I predicted as much. “Dare, I told you if you start dressing like this--” I waved a hand at his clothing, “people are going to think you’re weird.”
He pouted. “I didn’t think you meant that.” We started down the hallway.
I sighed. Sometimes he could be a little dense, but that was okay for him. He didn’t mean anything by it; he just thought like a kid.
“But I mean,” he continued fervently, “if I wasn’t gay last year, why would I be this year?”
I fiddled with my cap. “Maybe it just happens suddenly.”
“Does it?” He asked doubtfully.
I shrugged. “I don’t know…” I answered quietly and hung my head down. I don’t know…
Dare took notice to me. “Hey… Rick.” He touched me on the arm to get my attention; I jerked away again.
When I looked at him, his eyes were looking attentively at me. And a little concerned. He had the kind of eyes where you could tell almost exactly what he was thinking when you gazed in them.
“Sorry, I--” Dare cut me off.
“Really, is something wrong? You’ve been acting weird since school started.”
I stood silently.
“You can tell me.” His head flipped to the left, then to the right, checking out the hallway. “There’s no one here, okay? Can you tell me?”
“No Dare, I’m fine. It’s okay--”
“Is it a secret? A family thing? I won’t tell anyone, I promise.
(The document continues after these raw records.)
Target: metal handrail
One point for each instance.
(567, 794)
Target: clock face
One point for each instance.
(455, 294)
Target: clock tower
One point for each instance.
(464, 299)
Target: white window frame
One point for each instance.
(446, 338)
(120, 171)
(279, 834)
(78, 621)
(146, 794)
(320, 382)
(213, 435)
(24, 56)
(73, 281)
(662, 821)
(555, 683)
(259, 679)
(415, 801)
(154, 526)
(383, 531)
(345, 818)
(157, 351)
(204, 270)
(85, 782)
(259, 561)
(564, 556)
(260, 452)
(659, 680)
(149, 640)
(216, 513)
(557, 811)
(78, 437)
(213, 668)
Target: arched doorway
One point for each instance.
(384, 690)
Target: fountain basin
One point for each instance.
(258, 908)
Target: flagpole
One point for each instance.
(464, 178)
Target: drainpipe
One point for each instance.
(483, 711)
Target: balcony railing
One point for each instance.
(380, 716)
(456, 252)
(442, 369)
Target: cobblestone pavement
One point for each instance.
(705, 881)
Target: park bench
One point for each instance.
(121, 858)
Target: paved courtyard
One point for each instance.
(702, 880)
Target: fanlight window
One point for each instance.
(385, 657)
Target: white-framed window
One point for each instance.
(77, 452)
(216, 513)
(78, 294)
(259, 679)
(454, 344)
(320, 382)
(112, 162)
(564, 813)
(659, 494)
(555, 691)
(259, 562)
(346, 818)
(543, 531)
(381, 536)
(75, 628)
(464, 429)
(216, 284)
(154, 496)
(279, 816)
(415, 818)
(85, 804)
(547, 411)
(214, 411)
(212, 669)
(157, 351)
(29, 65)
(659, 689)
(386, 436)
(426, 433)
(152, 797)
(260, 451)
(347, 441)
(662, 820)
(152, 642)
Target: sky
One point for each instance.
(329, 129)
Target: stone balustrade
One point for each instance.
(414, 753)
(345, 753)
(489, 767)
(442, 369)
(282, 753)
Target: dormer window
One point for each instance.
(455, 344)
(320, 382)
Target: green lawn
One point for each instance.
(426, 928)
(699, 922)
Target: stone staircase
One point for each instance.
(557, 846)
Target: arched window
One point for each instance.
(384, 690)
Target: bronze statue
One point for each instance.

I’ll listen.”
“I don’t want to tell you!”
My voice echoed off the walls; the air rung in my ears. Dare backed off, and stuck his hands in his hoodie pockets.
“Rick…” he finally said. His voice came out weakly, almost a mumble. “I’m just worried is all…”
I said nothing for a while. I glanced down the hall to see if anyone was around, and when the coast was clear I spoke.
“Do you really want to know, Dare…” I sounded as small as a mouse.
He nodded and came in a little closer to secure the secrecy. “Yeah. We’re friends, it’s okay.”
“I-i…” my voice got stuck in my throat.
Stop it. Stop it, stop it, stop it. Don’t say it, don’t say anything.
I gulped and tried again. “I…”
Don’t say it. It’s nothing. This isn’t anything. Don’t say anything. You’re not—
“I-i… I think I’m… gay…”
Dare looked as if he didn’t hear me right. “What…?”
“I-I’m, I’m gay, Dare. I like… boys.” And I blushed ashamedly.
I spoke softly. I didn’t want to challenge. I didn’t want to offend.
It happened anyway.
Dare’s face put on an expression I had never seen before: a mixture of confusion, worry, dread, and dislike. Dislike…
“B-but you… you… why?” he stuttered. I don’t know if he expected an answer, but I opened up and I tried to give him one. He didn’t want it.
“I…” He pivoted in the other direction. “I need to go home. I’m going… I’ll see y-- um… b-bye.” He ran off, flustered.
I hit my back against the wall and crouched into a ball. My face hid in my knees. My teeth hurt, my nose stung, my eyes burned, but more than anything my head ached. And it felt hollow in the pit of my stomach.
I shouldn’t have said… I said to stop. I’m sorry, I’m sorry…
The tears felt warm when they first ran down my cheeks, but they left behind a bitter cold trail.